Several preoperative imaging clinical trials are open and enrolling patients to study various preoperative staging technologies. NCT02662166 is a prospective non-randomized study evaluating MRI in the preoperative setting. The primary outcome measure is the accuracy of multiparametric MRI for staging bladder cancer. Secondary outcome measures include using MRI to predict response to neoadjuvant chemotherapy and/or BCG. A similar study, NCT00938145, is evaluating the preoperative tumor and lymph node staging using 3 Tesla MRI by comparing clinical staging results to pathologic staging.

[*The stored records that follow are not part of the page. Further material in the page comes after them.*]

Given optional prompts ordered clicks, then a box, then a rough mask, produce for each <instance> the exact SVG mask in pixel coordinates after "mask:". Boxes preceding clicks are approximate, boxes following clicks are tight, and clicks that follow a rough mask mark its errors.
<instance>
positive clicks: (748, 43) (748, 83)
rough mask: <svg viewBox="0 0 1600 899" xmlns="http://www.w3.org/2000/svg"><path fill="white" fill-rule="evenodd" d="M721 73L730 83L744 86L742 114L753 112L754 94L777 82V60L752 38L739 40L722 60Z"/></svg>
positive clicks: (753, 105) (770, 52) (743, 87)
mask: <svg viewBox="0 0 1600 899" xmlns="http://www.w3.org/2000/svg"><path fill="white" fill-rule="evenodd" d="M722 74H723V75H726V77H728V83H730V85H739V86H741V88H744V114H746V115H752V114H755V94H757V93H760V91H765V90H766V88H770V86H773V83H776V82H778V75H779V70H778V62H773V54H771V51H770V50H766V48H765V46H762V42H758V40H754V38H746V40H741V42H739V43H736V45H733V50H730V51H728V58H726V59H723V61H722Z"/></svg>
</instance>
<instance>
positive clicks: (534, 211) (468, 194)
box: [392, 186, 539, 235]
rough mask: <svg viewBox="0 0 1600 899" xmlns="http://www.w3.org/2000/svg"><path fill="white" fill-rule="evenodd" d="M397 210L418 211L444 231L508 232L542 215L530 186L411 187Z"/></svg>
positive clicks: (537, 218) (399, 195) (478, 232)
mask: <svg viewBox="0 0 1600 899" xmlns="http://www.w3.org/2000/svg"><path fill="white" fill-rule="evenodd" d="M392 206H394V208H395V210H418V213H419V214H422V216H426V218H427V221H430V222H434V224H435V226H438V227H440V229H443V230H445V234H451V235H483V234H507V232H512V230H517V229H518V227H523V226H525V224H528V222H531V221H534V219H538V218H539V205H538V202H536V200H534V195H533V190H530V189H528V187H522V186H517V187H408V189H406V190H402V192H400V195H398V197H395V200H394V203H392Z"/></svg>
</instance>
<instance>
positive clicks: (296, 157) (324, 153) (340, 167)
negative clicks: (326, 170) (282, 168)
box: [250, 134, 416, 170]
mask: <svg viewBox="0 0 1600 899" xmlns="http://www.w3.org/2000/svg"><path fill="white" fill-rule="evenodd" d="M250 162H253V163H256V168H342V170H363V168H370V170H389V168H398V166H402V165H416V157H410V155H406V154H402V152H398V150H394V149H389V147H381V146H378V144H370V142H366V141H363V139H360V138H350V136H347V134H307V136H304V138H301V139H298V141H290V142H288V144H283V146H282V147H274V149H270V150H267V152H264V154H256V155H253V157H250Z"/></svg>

Two trials, NCT01655745 and NCT01918592, are evaluating the preoperative staging accuracy of PET/MRI. NCT01655745 is a pilot study whose primary outcome measures are the sensitivity and specificity of FDG-PET/MRI for preoperative staging of bladder cancer. These parameters are calculated by comparing the clinical staging determined by FDG-PET/MRI with pathologic staging results. These results will be compared with conventional CT. Similarly, NCT01918592 will also evaluate the accuracy of PET/MRI by comparing the imaging results to pathologic staging.

Conclusions

Numerous imaging modalities exist for preoperative staging of bladder cancer. Unfortunately, to date, no technology has distinguished itself as the clear gold standard for preoperative imaging modality to determine primary tumor stage and lymph node involvement. For the time being, we continue to rely on histologic and molecular pathology techniques to stage primary tumor and identify positive lymph nodes following surgery [32]; however, we believe advances in technology and research will lead to the development of improved imaging for preoperative staging.

Footnotes

This article is part of the Topical Collection on New Imaging Techniques

Conflict of Interest Cory M. Hugen, Vinay Duddalwar, and Siamak Daneshmand each declare no potential conflicts of interest.

Human and Animal Rights and Informed Consent This article does not contain any studies with human or animal subjects performed by any of the authors.